SHDSL-Modul mit acht Ports zur Erweiterung der Reichweite auf bis zu 10,6 km über vorhandene Kupferleitungen
E1/T1-Main Link-Modul mit acht Ports
Datenmodule
Vier 10/100BaseT LAN-Modul mit integriertem Layer 2-Ethernet-Switch sowie VLAN-Unterstützung und statischen Routing-Funktionen
OCUDP Low Speed-Modul mit drei bzw. sechs Ports
n x 64-KBit/s-Glasfaser-Datenmodul für die Übertragung der Fernschutzsignale, IEEE C 37.94-konform
Vier, sechs oder zwölf Kanäle mit unabhängig voneinander einstellbaren Datenraten von n x 64 KBit/s oder n x 56 KBit/s (n = 1 bis 31 bei E1 bzw. 1 bis 24 bei T1).
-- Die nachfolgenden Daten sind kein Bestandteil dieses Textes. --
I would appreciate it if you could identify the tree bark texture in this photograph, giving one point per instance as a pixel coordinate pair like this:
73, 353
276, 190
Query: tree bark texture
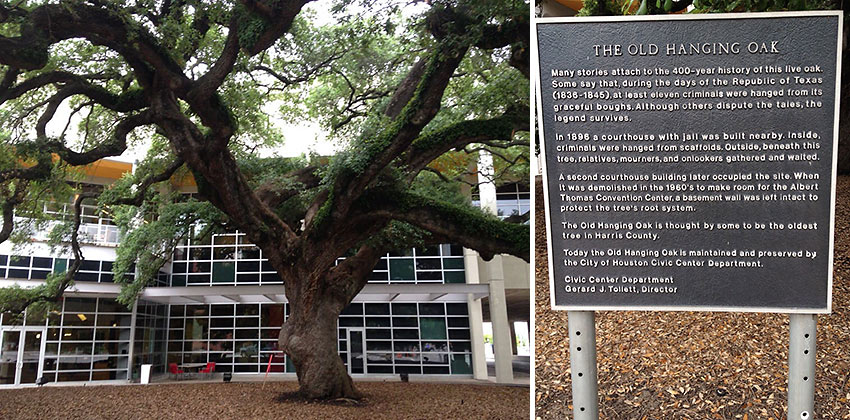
309, 338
Schnittstelle am Gerät wählbar (V.35, V.36/V.11, X.21 oder RS-530/ RS-422).
Vier kodirektionale 64-KBit/s-G.703-Kanäle.
Vier V.24/RS-232 Low-Speed-Kanäle. Unterstützt Kanaldatenraten bis maximal 38,4 KBit/s asynchron und 64 KBit/s synchron sowie Ende-zu-Ende- Übertragung von Steuersignalen. Das Modul bietet optionale V.110-Unterstützung und ermöglicht somit eine verbesserte Bandbreitenoptimierung und eine geringere Ende-zu-Ende-Verzögerung.
Sechs/zwölf synchrone/asynchrone V.24/RS-232-Kanäle mit Datenraten zwischen 1,2 und 64 KBit/s, Ende-zu-Ende-Steuersignal und BERT.
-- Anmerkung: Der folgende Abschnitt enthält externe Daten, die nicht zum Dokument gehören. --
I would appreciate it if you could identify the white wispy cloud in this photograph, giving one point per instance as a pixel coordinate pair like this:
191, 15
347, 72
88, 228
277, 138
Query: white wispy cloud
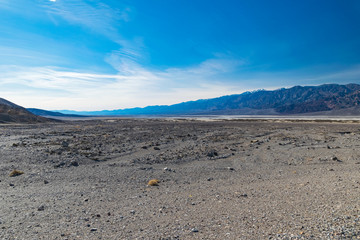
95, 16
134, 87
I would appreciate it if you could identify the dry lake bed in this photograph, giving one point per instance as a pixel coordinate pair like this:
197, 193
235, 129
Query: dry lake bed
224, 179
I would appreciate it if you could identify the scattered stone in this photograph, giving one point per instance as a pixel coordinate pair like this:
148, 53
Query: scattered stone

Vier, sechs oder zwölf U-Schnittstellenkanäle (2B+D) mit 2B1Q-Leitungscode für Vollduplexbetrieb über 2-Draht-Leitungen. Unterstützt Datenraten bis maximal 128 KBit/s und Reichweiten von bis zu 5 km; stellt Speisespannung für das entfernte Netzabschlussgerät bereit. Unterstützt Vollduplexmodus für Management entfernter ASMi-31-Modems.
Vier oder zwölf ISDN S-Schnittstellenkanäle (2B+D). Einsatz als Endgerät (TE) oder Netzabschlussgerät (NTU). Jeder Kanal unterstützt Datenraten von bis zu 128 KBit/s.
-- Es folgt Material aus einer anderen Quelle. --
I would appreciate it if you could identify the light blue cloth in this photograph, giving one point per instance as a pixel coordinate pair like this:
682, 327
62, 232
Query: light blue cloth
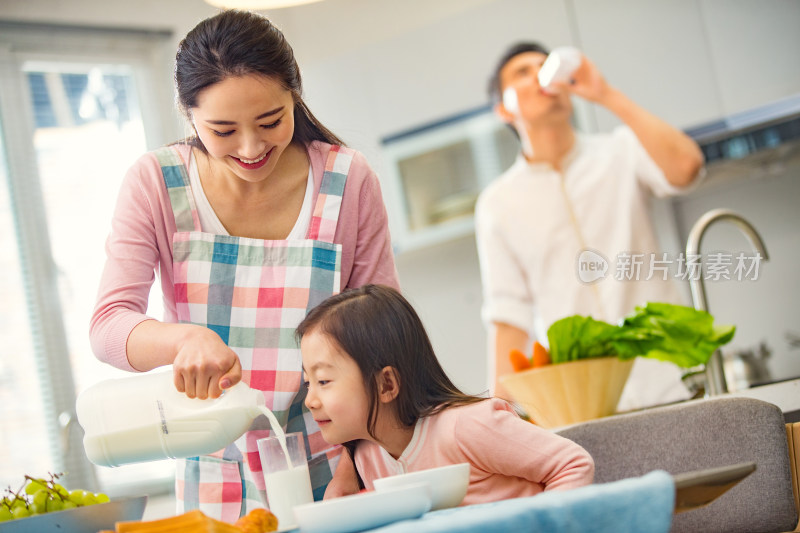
635, 505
Alarm- und Diagnosemodul mit vier abgehenden Relais und acht eingehenden Sensoren.
Vier, acht oder 16 PCM-Sprachkanäle mit optionalen E&M-, FXS-und FXO-Schnittstellen.
Vier oder acht analoge Sprachkanäle mit PCM- (64 KBit/s) oder ADPCM-Kodierung (24 oder 32 KBit/s) und E&M-, FXS- oder FXO-Schnittstellenoptionen.
16 PCM/ADPCM- Sprachkomprimierungskanäle (32/64 KBit/s) mit hoher Sprachqualität, keine Signalisierung; erlaubt die Übertragung von zwei Sprachkanälen pro 64 KBit/s-Zeitschlitz.
Ein spezielles Omnibus-E&M-Schnittstellenmodul stellt vier Sprachkanäle hoher Qualität zur Unterstützung von Anwendungen bereit, bei denen ein Hauptstandort mit mehreren entfernten Stationen gleichzeitig kommunizieren muss (etwa zur Übertragung einer wichtigen Mitteilung).
Vier oder sechs Sprachkanäle für den Einsatz mit speziellen batteriegespeisten Telefonen (z. B. Militärfeldtelefone).
Sprachkomprimierungsmodul mit bis zu zweifacher E1- oder T1-Kapazität, Komprimierungsverfahren G.723.1 (6,3 KBit/s pro Kanal) oder G.729.A (8,0 KBit/s pro Kanal), mit Modem-/Fax-Relais, transparenter Zeitschlitzunterstützung, Sprachaktivitätserkennung, Pausenunterdrückung und Comfort Noise-Einspeisung. Die Sprachkomprimierungs- Serverfunktionalität ermöglicht die Komprimierung von TDM-Verkehr von der Megaplex-Rückwandplatine und die Komprimierung von Analogkanälen von Sprachmodulen.